Mr. Doctorow noted that, just as the internet has made routine tasks less burdensome, it has also made scams much easier to pull off. Picture an old-school boiler room in which fast-talking con artists place hundreds of phone calls in an effort to fleece strangers out of their savings, he said. Now fast forward to 2024, when scammers can send out millions of phishing texts and emails with the help of bots.
“If you can automate parts of it,” Mr. Doctorow said, “you can cast a much wider net.”
Text scams tricked Americans out of $300 million in 2022, the Federal Trade Commission reported. That same year, Americans received 225 billion spam texts, a 157 percent increase from the previous year, according to a report by Robokiller, a company that sells a spam-blocker app.
As digitally savvy and cautious as he is, Mr. Doctorow is not immune to phishing.
In December, while vacationing with his family in New Orleans, he got a call from his bank asking if had spent $1,000 at an Apple store in New York. In fact, the caller was a scammer who had gotten hold of Mr. Doctorow’s phone number and the name of his credit union — perhaps from one of the many data brokers that collect personal information and sell it to third parties — and then used spoofing software to appear as his bank on his caller ID.
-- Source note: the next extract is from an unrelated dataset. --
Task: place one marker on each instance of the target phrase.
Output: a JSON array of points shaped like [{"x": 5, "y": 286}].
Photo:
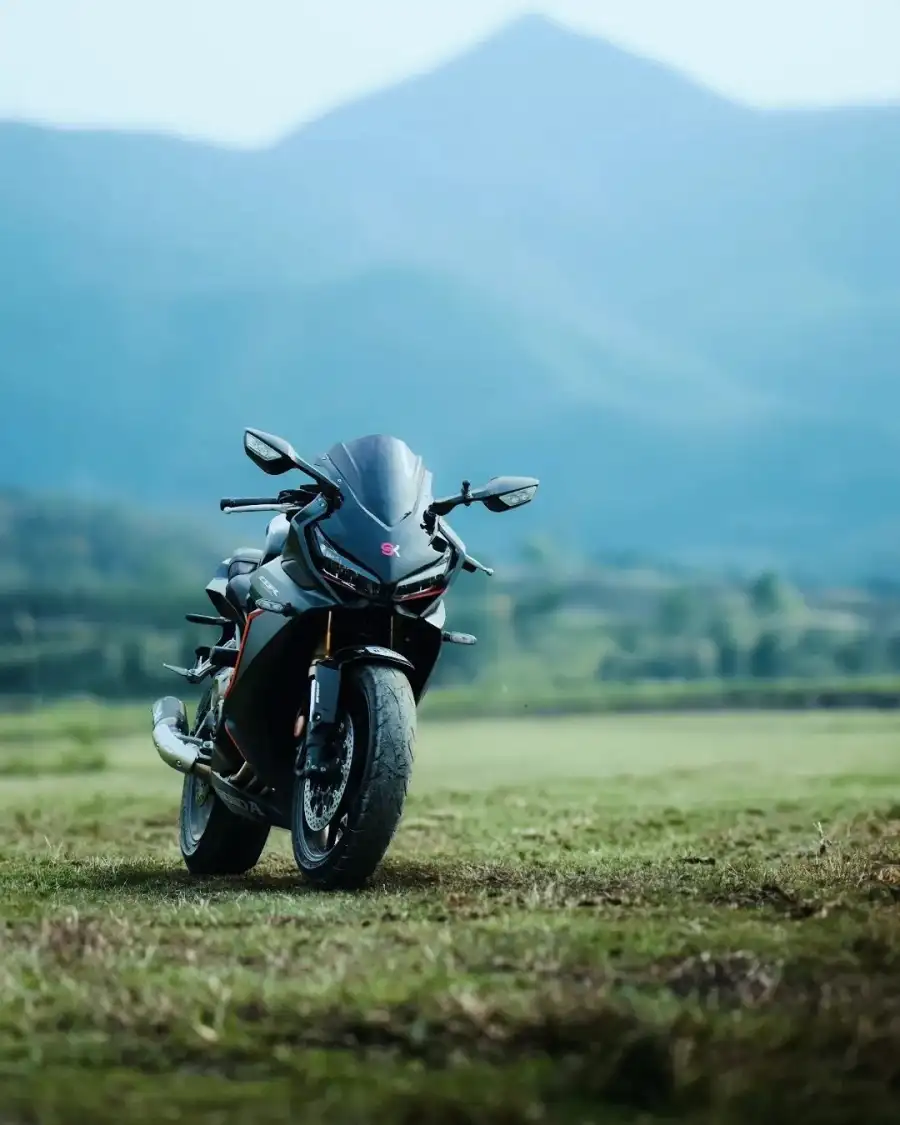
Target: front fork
[{"x": 318, "y": 718}]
During the call, Mr. Doctorow gave out the last seven digits of his debit card number — enough information for the scammer to run up charges on his account.
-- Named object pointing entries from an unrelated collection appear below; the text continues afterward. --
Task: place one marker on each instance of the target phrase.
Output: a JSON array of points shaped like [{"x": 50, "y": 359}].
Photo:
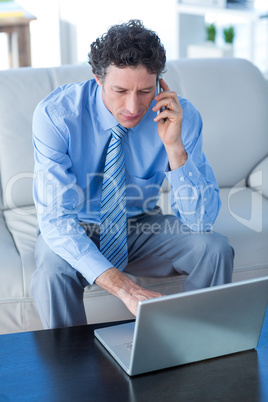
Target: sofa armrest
[{"x": 258, "y": 177}]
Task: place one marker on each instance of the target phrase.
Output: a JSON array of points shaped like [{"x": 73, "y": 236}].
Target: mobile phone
[{"x": 159, "y": 89}]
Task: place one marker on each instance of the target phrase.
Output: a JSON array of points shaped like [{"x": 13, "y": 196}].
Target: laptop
[{"x": 188, "y": 327}]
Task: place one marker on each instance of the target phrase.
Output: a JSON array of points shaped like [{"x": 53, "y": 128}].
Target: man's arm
[
  {"x": 56, "y": 198},
  {"x": 194, "y": 190},
  {"x": 121, "y": 286}
]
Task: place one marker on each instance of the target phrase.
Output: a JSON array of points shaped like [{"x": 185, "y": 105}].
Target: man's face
[{"x": 127, "y": 93}]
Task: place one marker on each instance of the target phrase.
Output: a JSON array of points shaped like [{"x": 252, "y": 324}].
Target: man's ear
[{"x": 98, "y": 80}]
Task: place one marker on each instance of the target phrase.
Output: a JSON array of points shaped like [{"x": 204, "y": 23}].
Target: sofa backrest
[
  {"x": 232, "y": 97},
  {"x": 20, "y": 92}
]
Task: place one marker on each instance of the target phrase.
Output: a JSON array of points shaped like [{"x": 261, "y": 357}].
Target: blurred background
[{"x": 63, "y": 30}]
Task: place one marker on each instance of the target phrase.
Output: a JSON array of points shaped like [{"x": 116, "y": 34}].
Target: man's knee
[
  {"x": 213, "y": 243},
  {"x": 49, "y": 266}
]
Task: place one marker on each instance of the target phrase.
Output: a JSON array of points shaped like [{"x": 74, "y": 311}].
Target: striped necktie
[{"x": 113, "y": 225}]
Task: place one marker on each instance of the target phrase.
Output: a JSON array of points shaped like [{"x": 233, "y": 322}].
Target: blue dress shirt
[{"x": 71, "y": 132}]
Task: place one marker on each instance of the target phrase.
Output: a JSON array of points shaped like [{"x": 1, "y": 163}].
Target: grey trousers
[{"x": 158, "y": 246}]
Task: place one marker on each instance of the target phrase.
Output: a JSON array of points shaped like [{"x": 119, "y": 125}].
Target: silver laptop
[{"x": 189, "y": 327}]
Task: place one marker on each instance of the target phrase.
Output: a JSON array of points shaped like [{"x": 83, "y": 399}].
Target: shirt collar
[{"x": 105, "y": 117}]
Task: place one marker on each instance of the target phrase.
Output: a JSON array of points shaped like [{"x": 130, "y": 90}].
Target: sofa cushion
[
  {"x": 258, "y": 178},
  {"x": 243, "y": 218}
]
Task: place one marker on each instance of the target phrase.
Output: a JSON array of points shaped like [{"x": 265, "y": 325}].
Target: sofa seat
[{"x": 235, "y": 142}]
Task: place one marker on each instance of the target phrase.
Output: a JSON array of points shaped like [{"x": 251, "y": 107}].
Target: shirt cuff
[
  {"x": 186, "y": 174},
  {"x": 92, "y": 265}
]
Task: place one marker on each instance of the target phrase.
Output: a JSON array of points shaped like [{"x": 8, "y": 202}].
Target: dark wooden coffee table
[{"x": 70, "y": 365}]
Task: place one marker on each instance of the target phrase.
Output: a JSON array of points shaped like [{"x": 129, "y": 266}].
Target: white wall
[{"x": 90, "y": 21}]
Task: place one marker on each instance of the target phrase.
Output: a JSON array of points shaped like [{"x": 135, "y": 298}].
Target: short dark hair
[{"x": 127, "y": 45}]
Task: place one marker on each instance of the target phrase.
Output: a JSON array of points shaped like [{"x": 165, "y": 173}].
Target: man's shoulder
[{"x": 68, "y": 98}]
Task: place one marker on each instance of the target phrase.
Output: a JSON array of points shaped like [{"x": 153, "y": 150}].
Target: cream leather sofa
[{"x": 232, "y": 97}]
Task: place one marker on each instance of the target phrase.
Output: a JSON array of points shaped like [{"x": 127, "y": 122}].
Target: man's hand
[
  {"x": 120, "y": 285},
  {"x": 170, "y": 124}
]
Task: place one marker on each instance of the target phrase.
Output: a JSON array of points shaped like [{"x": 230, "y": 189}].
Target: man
[{"x": 74, "y": 132}]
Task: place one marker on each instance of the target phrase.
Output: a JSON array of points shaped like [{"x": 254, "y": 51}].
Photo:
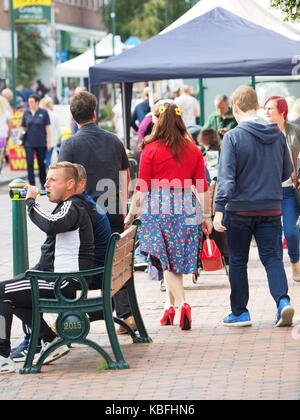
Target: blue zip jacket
[{"x": 254, "y": 162}]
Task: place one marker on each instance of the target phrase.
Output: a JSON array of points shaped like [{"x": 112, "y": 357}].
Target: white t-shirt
[
  {"x": 190, "y": 108},
  {"x": 4, "y": 118}
]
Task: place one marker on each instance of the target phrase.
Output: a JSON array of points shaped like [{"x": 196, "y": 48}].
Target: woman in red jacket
[{"x": 171, "y": 176}]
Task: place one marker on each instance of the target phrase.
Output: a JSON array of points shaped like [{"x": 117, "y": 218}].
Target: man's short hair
[
  {"x": 83, "y": 106},
  {"x": 70, "y": 169},
  {"x": 245, "y": 98},
  {"x": 35, "y": 97},
  {"x": 81, "y": 172}
]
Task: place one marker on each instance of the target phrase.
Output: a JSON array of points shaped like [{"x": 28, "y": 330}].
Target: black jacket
[{"x": 70, "y": 240}]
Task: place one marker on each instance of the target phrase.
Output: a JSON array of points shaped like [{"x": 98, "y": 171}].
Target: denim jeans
[
  {"x": 266, "y": 230},
  {"x": 40, "y": 154},
  {"x": 290, "y": 214}
]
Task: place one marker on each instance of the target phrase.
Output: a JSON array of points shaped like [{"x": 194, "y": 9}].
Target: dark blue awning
[{"x": 216, "y": 44}]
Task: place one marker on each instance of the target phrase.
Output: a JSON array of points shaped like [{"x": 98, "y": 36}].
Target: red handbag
[{"x": 211, "y": 256}]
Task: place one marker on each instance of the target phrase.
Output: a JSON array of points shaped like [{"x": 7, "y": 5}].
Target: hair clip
[
  {"x": 178, "y": 112},
  {"x": 162, "y": 109}
]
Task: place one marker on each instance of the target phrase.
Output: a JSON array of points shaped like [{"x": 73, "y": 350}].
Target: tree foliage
[
  {"x": 30, "y": 53},
  {"x": 291, "y": 8},
  {"x": 145, "y": 18}
]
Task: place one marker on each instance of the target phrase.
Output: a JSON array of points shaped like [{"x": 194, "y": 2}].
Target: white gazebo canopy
[{"x": 79, "y": 66}]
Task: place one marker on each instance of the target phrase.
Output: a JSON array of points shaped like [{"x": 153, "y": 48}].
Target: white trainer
[
  {"x": 7, "y": 365},
  {"x": 55, "y": 355}
]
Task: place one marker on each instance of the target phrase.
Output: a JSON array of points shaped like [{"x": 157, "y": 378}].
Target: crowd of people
[{"x": 255, "y": 178}]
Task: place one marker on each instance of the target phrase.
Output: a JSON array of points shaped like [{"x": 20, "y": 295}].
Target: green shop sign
[{"x": 32, "y": 11}]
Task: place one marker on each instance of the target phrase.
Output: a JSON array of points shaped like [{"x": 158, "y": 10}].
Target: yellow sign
[{"x": 25, "y": 3}]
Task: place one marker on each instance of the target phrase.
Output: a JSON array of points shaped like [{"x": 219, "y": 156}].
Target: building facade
[{"x": 75, "y": 26}]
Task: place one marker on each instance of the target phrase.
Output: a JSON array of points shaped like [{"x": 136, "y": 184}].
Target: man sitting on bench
[{"x": 69, "y": 247}]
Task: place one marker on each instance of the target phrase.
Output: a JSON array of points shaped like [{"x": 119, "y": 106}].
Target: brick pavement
[{"x": 207, "y": 362}]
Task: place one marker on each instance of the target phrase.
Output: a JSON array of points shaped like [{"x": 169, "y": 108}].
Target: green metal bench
[{"x": 73, "y": 323}]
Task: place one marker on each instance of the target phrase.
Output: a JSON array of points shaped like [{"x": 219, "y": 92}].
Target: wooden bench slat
[
  {"x": 124, "y": 250},
  {"x": 118, "y": 282},
  {"x": 126, "y": 236},
  {"x": 122, "y": 265}
]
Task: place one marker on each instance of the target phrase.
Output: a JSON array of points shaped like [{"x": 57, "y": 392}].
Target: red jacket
[{"x": 158, "y": 167}]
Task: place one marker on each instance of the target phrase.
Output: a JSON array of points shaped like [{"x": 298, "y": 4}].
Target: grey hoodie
[{"x": 253, "y": 164}]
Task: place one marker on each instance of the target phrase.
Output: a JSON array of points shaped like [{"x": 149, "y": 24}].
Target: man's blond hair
[
  {"x": 81, "y": 172},
  {"x": 245, "y": 98},
  {"x": 70, "y": 169}
]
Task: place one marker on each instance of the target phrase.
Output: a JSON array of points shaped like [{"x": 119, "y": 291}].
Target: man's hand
[
  {"x": 32, "y": 191},
  {"x": 223, "y": 131},
  {"x": 128, "y": 220},
  {"x": 208, "y": 224},
  {"x": 218, "y": 222}
]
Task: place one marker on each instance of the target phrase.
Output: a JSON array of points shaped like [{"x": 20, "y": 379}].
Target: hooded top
[{"x": 254, "y": 162}]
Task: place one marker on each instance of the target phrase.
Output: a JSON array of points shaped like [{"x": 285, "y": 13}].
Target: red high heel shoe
[
  {"x": 168, "y": 317},
  {"x": 185, "y": 317}
]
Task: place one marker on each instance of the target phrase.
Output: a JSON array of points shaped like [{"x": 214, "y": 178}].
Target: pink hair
[{"x": 281, "y": 104}]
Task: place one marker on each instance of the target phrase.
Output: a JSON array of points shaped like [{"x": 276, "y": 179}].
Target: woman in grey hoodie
[{"x": 276, "y": 110}]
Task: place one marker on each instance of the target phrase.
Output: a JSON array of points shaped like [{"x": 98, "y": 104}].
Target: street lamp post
[
  {"x": 13, "y": 61},
  {"x": 113, "y": 24},
  {"x": 113, "y": 30}
]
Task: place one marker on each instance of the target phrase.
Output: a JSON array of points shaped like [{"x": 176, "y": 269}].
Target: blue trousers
[
  {"x": 266, "y": 230},
  {"x": 290, "y": 214}
]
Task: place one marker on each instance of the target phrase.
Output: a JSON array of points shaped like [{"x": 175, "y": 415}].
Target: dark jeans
[
  {"x": 40, "y": 154},
  {"x": 121, "y": 299},
  {"x": 266, "y": 230},
  {"x": 290, "y": 214}
]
Sophisticated tech makes this kind of deception possible. But Mr. Doctorow argued that, thanks to outsourcing and automation, the typical communication sent by the customer service departments of many large companies has become “indistinguishable from a phishing scam.”
The prevalence of online deceptions can also add a bit of unwanted drama to mundane tasks. Recently, Ms. Rutledge, the psychologist, thought she was being scammed when she received a letter from a government office on “the crappiest letterhead I’ve ever seen.”